On May 22, 2008, Cousin was signed by the Cleveland Browns, then on February 9, 2009, he was released by the Browns.

==NFL career statistics==

Legend
| Bold | Career high |

===Regular season===

| Year | Team | Games |  | Tackles |  |  |  | Interceptions |  |  |  | Fumbles |  |  |  |
| GP | GS | Comb | Solo | Ast | Sck | Int | Yds | TD | Lng | FF | FR | Yds | TD |
| 1997 | CHI | 6 | 0 | 4 | 2 | 2 | 0.0 | 0 | 0 | 0 | 0 | 0 | 0 | 0 | 0 |
| 1998 | CHI | 16 | 12 | 62 | 50 | 12 | 0.0 | 1 | 0 | 0 | 0 | 1 | 2 | 0 | 0 |
| 1999 | CHI | 16 | 9 | 57 | 48 | 9 | 0.0 | 2 | 1 | 0 | 1 | 1 | 1 | 0 | 0 |
| 2000 | ATL | 15 | 0 | 14 | 13 | 1 | 0.0 | 0 | 0 | 0 | 0 | 0 | 0 | 0 | 0 |
| 2001 | MIA | 16 | 3 | 61 | 46 | 15 | 2.0 | 0 | 0 | 0 | 0 | 2 | 1 | 0 | 0 |
| 2002 | CAR | 16 | 16 | 62 | 46 | 16 | 1.0 | 2 | 4 | 0 | 4 | 0 | 1 | 19 | 0 |
| 2003 | CAR | 13 | 13 | 49 | 45 | 4 | 2.0 | 0 | 0 | 0 | 0 | 0 | 0 | 0 | 0 |
| 2004 | NYG | 16 | 5 | 55 | 41 | 14 | 0.0 | 1 | 6 | 0 | 6 | 0 | 0 | 0 | 0 |
| 2005 | JAX | 16 | 5 | 47 | 40 | 7 | 0.5 | 4 | 18 | 0 | 14 | 0 | 1 | 0 | 0 |
| 2006 | JAX | 10 | 4 | 35 | 28 | 7 | 0.0 | 1 | 16 | 0 | 16 | 0 | 0 | 0 | 0 |
| 2007 | JAX | 16 | 2 | 47 | 45 | 2 | 1.0 | 1 | 9 | 0 | 9 | 1 | 0 | 0 | 0 |
| 2008 | CLE | 16 | 0 | 32 | 26 | 6 | 0.0 | 1 | 4 | 0 | 4 | 0 | 0 | 0 | 0 |
|  |  | 172 | 69 | 525 | 430 | 95 | 6.5 | 13 | 58 | 0 | 16 | 5 | 6 | 19 | 0 |

===Playoffs===

| Year | Team | Games |  | Tackles |  |  |  | Interceptions |  |  |  | Fumbles |  |  |  |
| GP | GS | Comb | Solo | Ast | Sck | Int | Yds | TD | Lng | FF | FR | Yds | TD |
| 2001 | MIA | 1 | 0 | 2 | 0 | 2 | 0.0 | 0 | 0 | 0 | 0 | 0 | 0 | 0 | 0 |
| 2003 | CAR | 4 | 1 | 15 | 10 | 5 | 0.0 | 0 | 0 | 0 | 0 | 0 | 0 | 0 | 0 |
| 2005 | JAX | 1 | 1 | 1 | 1 | 0 | 0.0 | 0 | 0 | 0 | 0 | 0 | 0 | 0 | 0 |
| 2007 | JAX | 2 | 1 | 11 | 9 | 2 | 0.0 | 0 | 0 | 0 | 0 | 0 | 0 | 0 | 0 |
|  |  | 8 | 3 | 29 | 20 | 9 | 0.0 | 0 | 0 | 0 | 0 | 0 | 0 | 0 | 0 |

==Post-football career==
Cousin was formerly a student-athlete mentor at the University of South Carolina, his alma mater.
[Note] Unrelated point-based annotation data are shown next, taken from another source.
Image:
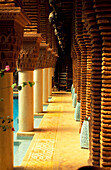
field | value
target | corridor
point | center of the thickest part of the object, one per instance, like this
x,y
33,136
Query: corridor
x,y
56,143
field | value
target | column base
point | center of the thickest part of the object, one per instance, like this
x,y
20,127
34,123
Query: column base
x,y
71,88
77,112
25,135
73,92
74,101
84,136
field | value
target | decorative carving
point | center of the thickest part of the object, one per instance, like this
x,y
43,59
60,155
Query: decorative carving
x,y
12,22
28,55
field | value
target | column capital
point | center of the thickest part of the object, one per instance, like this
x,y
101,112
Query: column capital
x,y
12,22
28,55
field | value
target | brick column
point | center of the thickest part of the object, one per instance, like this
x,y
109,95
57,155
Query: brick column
x,y
12,22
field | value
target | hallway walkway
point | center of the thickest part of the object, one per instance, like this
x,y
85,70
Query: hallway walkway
x,y
56,144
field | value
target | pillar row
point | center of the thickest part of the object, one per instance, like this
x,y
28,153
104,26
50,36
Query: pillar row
x,y
6,109
49,81
96,46
45,85
103,15
38,90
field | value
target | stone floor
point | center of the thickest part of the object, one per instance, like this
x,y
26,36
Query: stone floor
x,y
56,143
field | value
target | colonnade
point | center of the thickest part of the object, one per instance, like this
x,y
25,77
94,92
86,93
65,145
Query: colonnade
x,y
91,56
21,48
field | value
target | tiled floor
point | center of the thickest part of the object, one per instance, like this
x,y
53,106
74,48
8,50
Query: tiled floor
x,y
56,144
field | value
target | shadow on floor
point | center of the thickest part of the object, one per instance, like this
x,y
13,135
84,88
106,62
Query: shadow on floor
x,y
60,102
69,112
55,129
19,168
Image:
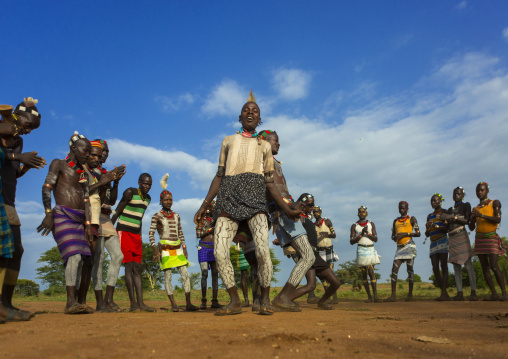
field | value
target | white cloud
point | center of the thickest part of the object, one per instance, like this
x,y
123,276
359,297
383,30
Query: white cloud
x,y
403,147
461,5
174,104
226,99
291,84
200,171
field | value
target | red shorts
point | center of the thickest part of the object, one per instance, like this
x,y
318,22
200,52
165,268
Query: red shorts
x,y
130,244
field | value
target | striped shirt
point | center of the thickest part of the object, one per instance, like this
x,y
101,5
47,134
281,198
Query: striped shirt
x,y
169,229
130,219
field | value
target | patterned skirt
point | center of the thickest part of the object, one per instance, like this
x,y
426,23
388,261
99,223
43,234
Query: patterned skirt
x,y
172,258
406,251
205,252
489,243
367,256
459,246
242,261
6,236
69,232
241,196
440,245
328,254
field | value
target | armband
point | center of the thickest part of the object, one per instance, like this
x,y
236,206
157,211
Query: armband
x,y
269,177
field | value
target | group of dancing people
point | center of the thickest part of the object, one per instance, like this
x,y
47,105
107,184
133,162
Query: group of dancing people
x,y
247,196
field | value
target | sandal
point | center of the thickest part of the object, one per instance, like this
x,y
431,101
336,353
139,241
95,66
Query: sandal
x,y
225,310
266,309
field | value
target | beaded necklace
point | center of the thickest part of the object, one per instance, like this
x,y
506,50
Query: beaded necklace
x,y
484,203
75,166
244,133
166,214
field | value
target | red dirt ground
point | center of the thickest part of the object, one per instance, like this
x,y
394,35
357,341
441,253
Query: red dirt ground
x,y
352,329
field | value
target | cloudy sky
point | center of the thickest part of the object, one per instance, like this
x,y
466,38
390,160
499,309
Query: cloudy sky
x,y
374,102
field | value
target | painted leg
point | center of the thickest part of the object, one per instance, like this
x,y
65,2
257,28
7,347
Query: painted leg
x,y
472,279
484,261
129,283
138,285
499,276
215,285
334,284
393,277
245,287
305,260
225,230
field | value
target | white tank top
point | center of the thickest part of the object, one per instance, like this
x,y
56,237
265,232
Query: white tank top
x,y
364,240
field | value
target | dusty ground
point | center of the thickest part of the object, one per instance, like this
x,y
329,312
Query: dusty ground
x,y
471,330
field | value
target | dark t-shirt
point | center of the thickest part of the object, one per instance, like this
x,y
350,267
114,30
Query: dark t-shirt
x,y
9,172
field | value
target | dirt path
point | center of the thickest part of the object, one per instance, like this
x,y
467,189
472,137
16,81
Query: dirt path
x,y
471,330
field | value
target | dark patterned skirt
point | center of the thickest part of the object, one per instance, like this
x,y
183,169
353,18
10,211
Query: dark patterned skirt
x,y
241,196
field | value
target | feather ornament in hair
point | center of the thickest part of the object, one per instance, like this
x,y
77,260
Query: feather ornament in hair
x,y
251,98
164,181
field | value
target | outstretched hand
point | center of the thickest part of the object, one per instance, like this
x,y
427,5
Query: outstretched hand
x,y
31,159
199,216
47,225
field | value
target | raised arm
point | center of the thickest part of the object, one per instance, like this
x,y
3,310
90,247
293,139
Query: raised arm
x,y
212,192
49,184
353,239
329,224
416,229
127,196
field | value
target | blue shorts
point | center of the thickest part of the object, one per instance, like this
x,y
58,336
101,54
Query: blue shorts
x,y
287,229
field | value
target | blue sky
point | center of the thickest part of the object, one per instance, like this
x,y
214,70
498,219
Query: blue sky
x,y
374,102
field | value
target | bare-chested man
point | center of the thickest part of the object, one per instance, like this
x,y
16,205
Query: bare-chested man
x,y
319,268
244,175
486,217
436,228
108,237
403,230
326,232
289,232
26,117
207,259
363,233
460,252
130,212
69,181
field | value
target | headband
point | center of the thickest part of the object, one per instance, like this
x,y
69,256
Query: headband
x,y
75,138
29,109
96,143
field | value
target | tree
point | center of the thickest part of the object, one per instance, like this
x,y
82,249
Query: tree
x,y
52,272
26,288
349,273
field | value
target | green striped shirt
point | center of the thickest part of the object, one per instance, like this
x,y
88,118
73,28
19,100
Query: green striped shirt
x,y
130,219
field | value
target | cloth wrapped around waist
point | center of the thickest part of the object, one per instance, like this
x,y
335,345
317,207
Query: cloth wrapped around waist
x,y
167,247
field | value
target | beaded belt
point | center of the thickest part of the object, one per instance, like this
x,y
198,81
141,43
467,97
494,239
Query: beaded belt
x,y
167,247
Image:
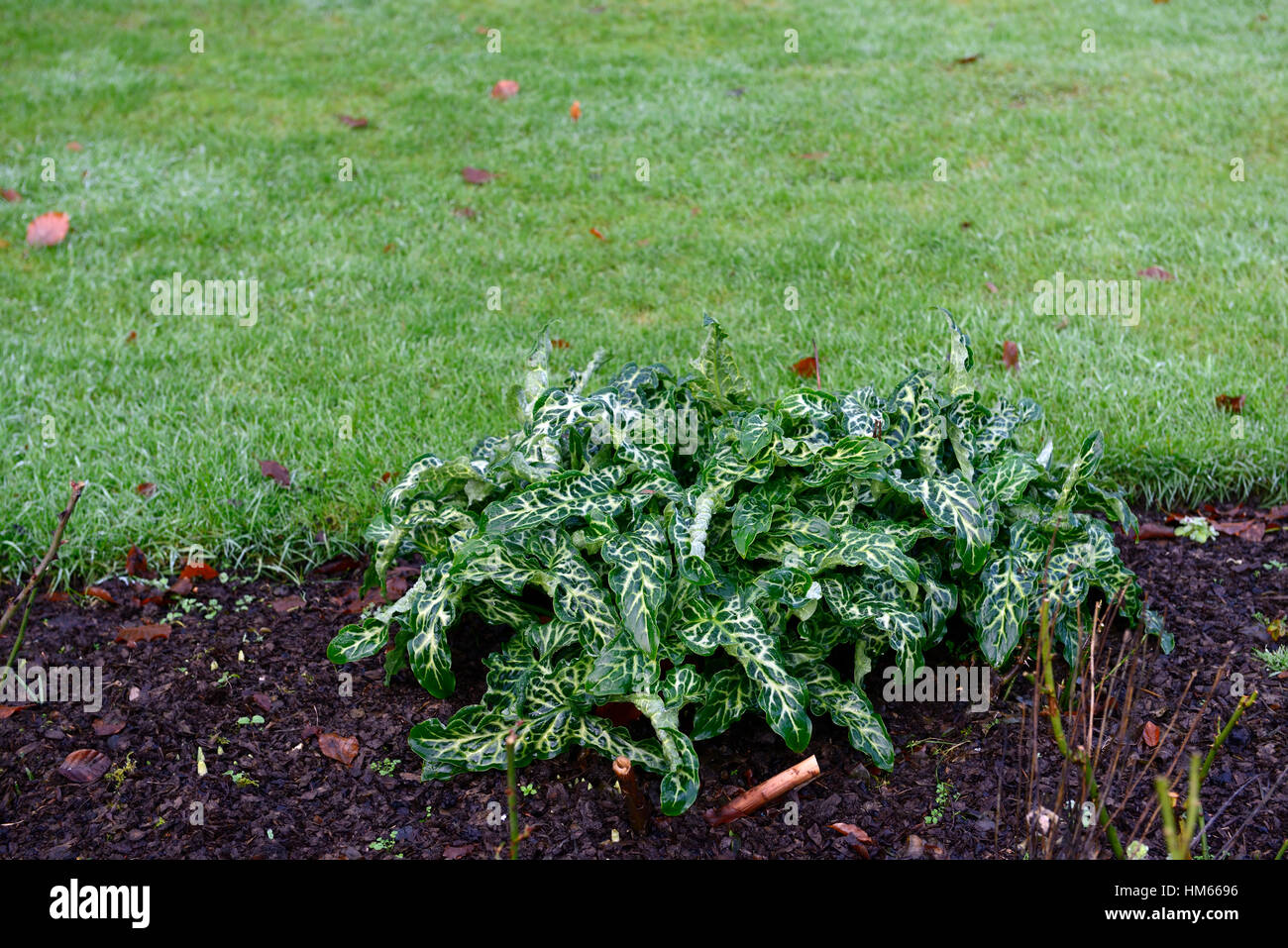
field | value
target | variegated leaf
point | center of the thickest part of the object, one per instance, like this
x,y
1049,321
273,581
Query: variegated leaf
x,y
1004,609
554,501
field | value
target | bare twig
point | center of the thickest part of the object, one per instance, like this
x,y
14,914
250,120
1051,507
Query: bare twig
x,y
29,590
761,793
636,806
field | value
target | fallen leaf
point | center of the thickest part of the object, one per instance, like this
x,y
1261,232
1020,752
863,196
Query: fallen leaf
x,y
136,563
85,766
505,89
343,749
806,368
48,230
198,571
132,635
271,469
99,592
108,725
1244,530
854,836
287,604
1010,356
477,175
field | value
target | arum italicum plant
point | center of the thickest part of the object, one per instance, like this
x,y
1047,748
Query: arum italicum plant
x,y
760,571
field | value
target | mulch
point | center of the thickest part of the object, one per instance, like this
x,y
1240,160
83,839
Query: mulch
x,y
962,785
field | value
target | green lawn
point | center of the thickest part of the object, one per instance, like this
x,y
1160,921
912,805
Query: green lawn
x,y
373,300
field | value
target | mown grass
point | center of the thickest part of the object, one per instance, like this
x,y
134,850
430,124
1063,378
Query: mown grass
x,y
373,292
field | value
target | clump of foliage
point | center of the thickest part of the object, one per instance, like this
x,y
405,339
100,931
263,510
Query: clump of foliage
x,y
760,570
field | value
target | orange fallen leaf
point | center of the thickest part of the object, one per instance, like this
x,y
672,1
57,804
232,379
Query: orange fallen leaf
x,y
108,725
806,368
343,749
271,469
197,571
48,230
85,766
287,604
132,635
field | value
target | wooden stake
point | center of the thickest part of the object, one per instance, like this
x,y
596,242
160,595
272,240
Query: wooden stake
x,y
761,793
636,806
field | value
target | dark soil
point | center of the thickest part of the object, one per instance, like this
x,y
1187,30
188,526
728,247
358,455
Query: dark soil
x,y
961,788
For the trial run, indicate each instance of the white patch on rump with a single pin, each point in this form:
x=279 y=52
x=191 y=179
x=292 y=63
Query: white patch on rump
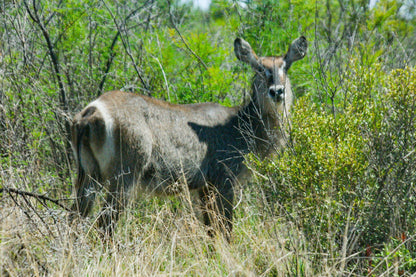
x=282 y=70
x=104 y=155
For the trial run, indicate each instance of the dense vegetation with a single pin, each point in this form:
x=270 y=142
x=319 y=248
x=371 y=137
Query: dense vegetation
x=340 y=200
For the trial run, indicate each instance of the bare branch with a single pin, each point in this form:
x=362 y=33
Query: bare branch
x=40 y=197
x=183 y=39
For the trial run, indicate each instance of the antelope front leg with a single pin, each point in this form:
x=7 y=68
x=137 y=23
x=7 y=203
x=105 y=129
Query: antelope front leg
x=218 y=208
x=116 y=200
x=85 y=187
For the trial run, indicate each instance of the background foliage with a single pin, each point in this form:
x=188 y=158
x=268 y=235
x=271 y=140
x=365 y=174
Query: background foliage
x=339 y=200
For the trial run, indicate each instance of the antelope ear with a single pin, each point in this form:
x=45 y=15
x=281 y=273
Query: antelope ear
x=297 y=50
x=245 y=53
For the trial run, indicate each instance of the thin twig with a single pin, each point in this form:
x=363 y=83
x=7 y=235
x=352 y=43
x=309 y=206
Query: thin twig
x=183 y=39
x=39 y=197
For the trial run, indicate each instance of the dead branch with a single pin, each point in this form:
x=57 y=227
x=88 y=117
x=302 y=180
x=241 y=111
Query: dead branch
x=40 y=197
x=183 y=39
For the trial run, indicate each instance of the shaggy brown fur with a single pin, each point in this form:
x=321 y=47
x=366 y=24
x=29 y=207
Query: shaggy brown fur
x=122 y=140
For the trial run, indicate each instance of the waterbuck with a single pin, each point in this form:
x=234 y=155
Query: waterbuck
x=122 y=140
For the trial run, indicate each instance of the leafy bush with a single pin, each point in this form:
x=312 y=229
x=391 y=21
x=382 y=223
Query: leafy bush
x=348 y=179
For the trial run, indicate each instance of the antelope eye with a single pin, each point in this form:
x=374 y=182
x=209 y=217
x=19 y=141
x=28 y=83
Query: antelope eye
x=269 y=76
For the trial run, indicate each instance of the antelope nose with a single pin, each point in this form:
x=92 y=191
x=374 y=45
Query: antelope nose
x=276 y=92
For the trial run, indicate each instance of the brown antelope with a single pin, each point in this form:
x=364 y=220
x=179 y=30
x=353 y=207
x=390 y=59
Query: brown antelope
x=122 y=140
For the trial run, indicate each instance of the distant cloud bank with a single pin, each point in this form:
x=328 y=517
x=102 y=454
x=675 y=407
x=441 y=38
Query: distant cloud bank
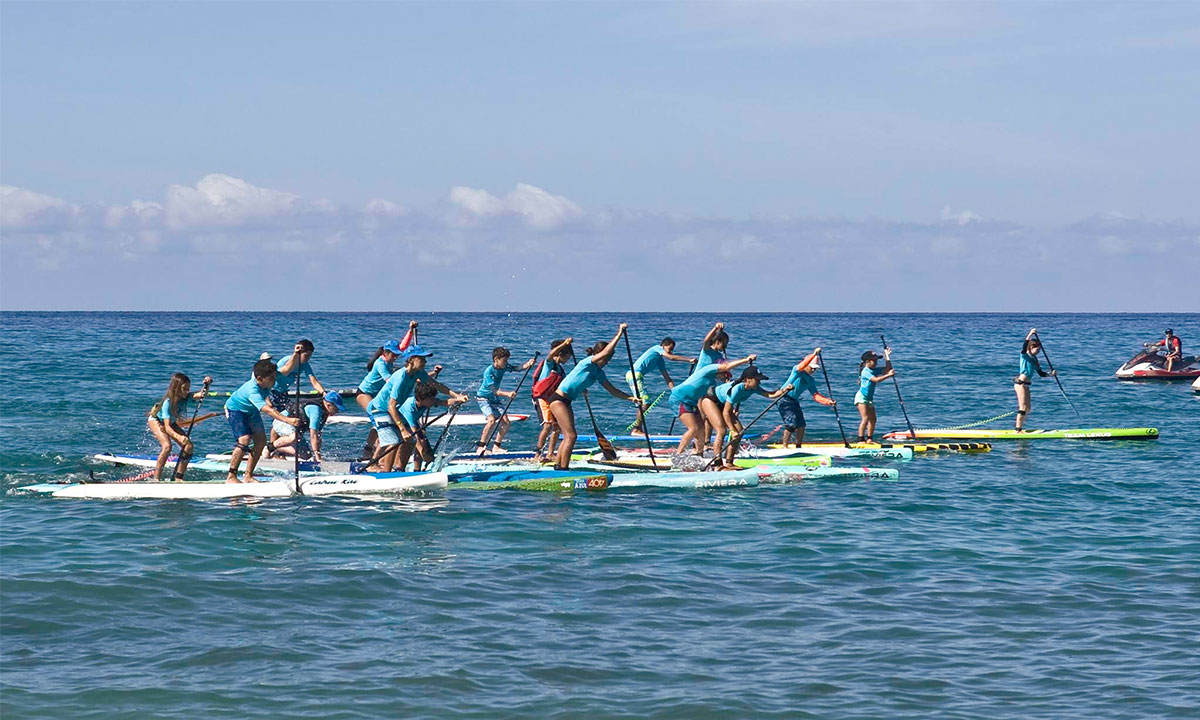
x=529 y=249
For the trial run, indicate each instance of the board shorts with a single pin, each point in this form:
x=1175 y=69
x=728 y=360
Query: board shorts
x=541 y=407
x=245 y=424
x=641 y=385
x=490 y=407
x=790 y=413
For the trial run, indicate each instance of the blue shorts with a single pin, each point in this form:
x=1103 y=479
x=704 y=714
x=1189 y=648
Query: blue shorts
x=245 y=424
x=490 y=407
x=790 y=413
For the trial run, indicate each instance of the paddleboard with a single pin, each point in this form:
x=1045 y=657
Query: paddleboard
x=1085 y=433
x=460 y=419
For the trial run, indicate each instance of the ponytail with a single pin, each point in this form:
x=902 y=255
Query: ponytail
x=373 y=358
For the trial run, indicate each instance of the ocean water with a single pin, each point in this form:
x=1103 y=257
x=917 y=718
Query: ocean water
x=1041 y=580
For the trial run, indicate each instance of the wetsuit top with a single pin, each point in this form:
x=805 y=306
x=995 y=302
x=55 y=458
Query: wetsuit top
x=247 y=399
x=651 y=360
x=492 y=378
x=1030 y=366
x=400 y=388
x=585 y=375
x=378 y=376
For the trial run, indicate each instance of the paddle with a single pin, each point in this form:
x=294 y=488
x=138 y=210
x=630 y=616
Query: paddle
x=508 y=405
x=637 y=394
x=1055 y=373
x=912 y=432
x=745 y=429
x=606 y=448
x=829 y=389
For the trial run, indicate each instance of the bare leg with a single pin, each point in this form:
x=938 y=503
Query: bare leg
x=163 y=447
x=565 y=419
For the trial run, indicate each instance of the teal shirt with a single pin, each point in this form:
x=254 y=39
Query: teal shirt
x=736 y=393
x=412 y=413
x=492 y=378
x=169 y=414
x=400 y=388
x=286 y=382
x=378 y=376
x=247 y=399
x=865 y=387
x=801 y=383
x=547 y=367
x=1030 y=366
x=696 y=387
x=582 y=376
x=651 y=360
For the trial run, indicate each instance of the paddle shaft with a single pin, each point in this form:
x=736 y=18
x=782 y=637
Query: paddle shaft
x=606 y=448
x=675 y=414
x=1050 y=365
x=504 y=413
x=912 y=432
x=637 y=395
x=829 y=389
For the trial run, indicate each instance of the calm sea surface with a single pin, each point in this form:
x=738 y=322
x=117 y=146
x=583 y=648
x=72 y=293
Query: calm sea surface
x=1042 y=580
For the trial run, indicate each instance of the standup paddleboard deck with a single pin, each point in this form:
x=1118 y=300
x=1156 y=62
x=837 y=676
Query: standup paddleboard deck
x=316 y=485
x=460 y=419
x=1086 y=433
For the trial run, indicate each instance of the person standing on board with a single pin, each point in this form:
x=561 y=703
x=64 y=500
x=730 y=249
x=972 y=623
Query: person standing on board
x=864 y=400
x=283 y=436
x=167 y=419
x=489 y=397
x=546 y=378
x=1023 y=383
x=731 y=395
x=790 y=413
x=379 y=369
x=696 y=399
x=585 y=375
x=289 y=370
x=1174 y=347
x=654 y=359
x=243 y=409
x=395 y=433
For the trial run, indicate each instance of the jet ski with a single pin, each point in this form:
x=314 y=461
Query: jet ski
x=1151 y=365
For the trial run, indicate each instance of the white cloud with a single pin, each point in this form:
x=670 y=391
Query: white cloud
x=221 y=201
x=22 y=208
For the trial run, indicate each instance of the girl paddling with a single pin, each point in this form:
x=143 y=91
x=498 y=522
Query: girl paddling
x=547 y=377
x=167 y=420
x=585 y=375
x=731 y=395
x=1023 y=383
x=790 y=413
x=697 y=403
x=864 y=400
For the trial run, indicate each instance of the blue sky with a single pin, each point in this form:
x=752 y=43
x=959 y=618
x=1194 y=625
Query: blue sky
x=599 y=156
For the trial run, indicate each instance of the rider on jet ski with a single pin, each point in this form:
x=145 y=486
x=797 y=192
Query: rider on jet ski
x=1174 y=347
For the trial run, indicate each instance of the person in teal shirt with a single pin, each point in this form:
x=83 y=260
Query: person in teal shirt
x=699 y=407
x=1027 y=367
x=790 y=413
x=283 y=436
x=396 y=436
x=167 y=420
x=652 y=360
x=586 y=373
x=243 y=409
x=731 y=395
x=869 y=375
x=489 y=397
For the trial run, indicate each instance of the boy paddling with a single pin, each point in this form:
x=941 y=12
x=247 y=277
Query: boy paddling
x=244 y=409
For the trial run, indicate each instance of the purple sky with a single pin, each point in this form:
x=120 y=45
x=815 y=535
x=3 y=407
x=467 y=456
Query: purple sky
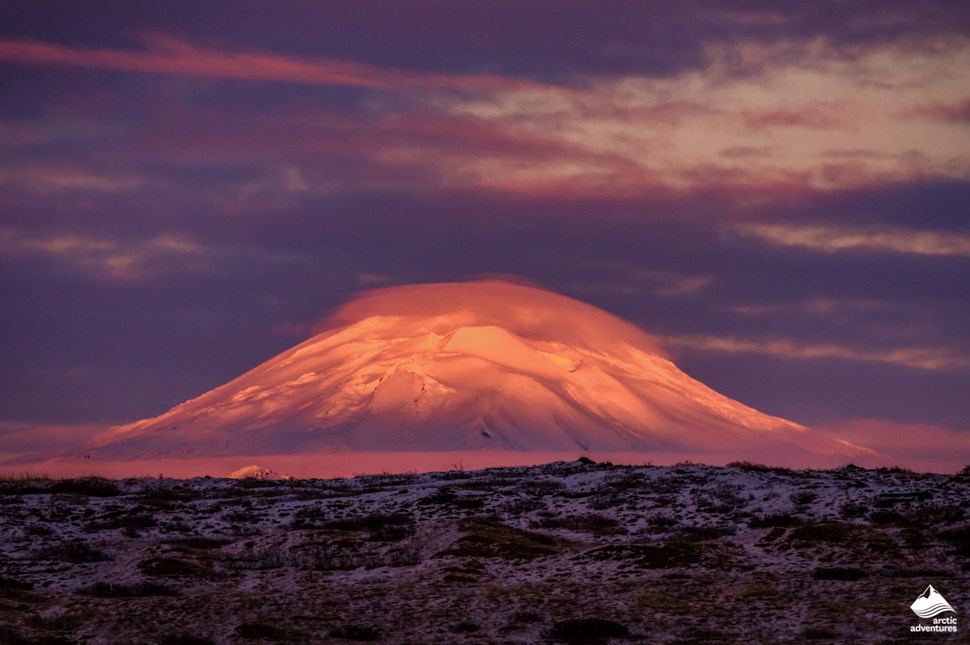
x=781 y=193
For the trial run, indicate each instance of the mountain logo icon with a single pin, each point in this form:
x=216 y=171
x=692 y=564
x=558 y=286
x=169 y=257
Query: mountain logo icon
x=930 y=603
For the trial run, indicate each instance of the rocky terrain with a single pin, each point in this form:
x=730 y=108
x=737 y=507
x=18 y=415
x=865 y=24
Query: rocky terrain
x=568 y=552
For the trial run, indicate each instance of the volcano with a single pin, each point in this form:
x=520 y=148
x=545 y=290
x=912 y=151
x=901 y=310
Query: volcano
x=479 y=366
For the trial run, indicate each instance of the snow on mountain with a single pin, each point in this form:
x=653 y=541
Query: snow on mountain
x=257 y=472
x=465 y=366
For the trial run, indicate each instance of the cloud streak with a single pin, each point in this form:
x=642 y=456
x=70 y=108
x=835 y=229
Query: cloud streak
x=831 y=239
x=167 y=55
x=924 y=358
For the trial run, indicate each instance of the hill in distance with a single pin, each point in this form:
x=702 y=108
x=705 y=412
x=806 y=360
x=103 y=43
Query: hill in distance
x=492 y=372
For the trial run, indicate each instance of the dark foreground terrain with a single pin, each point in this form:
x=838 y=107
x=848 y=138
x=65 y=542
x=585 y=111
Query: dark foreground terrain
x=568 y=552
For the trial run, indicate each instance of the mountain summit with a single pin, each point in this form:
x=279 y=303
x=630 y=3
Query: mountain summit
x=466 y=366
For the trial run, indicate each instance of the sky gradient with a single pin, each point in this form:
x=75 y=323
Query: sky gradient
x=779 y=192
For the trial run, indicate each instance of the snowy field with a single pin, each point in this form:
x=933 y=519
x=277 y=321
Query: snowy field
x=568 y=552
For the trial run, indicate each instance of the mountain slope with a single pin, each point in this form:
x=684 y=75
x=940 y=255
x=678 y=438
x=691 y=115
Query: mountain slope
x=483 y=365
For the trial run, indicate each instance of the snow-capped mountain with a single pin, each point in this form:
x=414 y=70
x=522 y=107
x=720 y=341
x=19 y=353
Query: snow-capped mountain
x=465 y=366
x=261 y=473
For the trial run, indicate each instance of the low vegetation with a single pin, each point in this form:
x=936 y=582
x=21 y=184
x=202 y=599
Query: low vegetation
x=578 y=552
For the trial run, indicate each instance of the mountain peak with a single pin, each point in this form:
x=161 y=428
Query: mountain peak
x=465 y=366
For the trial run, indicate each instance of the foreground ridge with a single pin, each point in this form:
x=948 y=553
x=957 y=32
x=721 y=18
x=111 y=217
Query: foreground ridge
x=569 y=551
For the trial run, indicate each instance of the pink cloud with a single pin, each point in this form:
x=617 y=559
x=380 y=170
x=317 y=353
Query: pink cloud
x=166 y=55
x=919 y=446
x=955 y=112
x=814 y=117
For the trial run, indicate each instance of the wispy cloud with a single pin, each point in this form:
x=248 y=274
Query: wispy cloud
x=167 y=55
x=925 y=358
x=107 y=258
x=833 y=239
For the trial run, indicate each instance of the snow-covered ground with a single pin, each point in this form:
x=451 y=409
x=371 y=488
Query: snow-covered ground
x=561 y=552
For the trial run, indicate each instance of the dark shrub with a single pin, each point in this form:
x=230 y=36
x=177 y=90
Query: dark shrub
x=184 y=639
x=259 y=631
x=73 y=552
x=464 y=627
x=357 y=633
x=839 y=573
x=90 y=486
x=586 y=630
x=773 y=520
x=174 y=567
x=120 y=590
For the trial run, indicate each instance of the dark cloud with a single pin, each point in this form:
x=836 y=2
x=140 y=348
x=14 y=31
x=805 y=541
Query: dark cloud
x=158 y=232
He also served as the sideline reporter for the Gamecock Radio Network's coverage of Carolina Football, working with fellow former Gamecocks Todd Ellis (play-by-play) and Tommy Suggs (analyst), and can be seen on local television discussing the team.

Cousin worked as director of player development at South Carolina for two seasons, before becoming the director of player engagement with the Tampa Bay Buccaneers in 2012. In 2014, Cousin became the Bears' director of player engagement.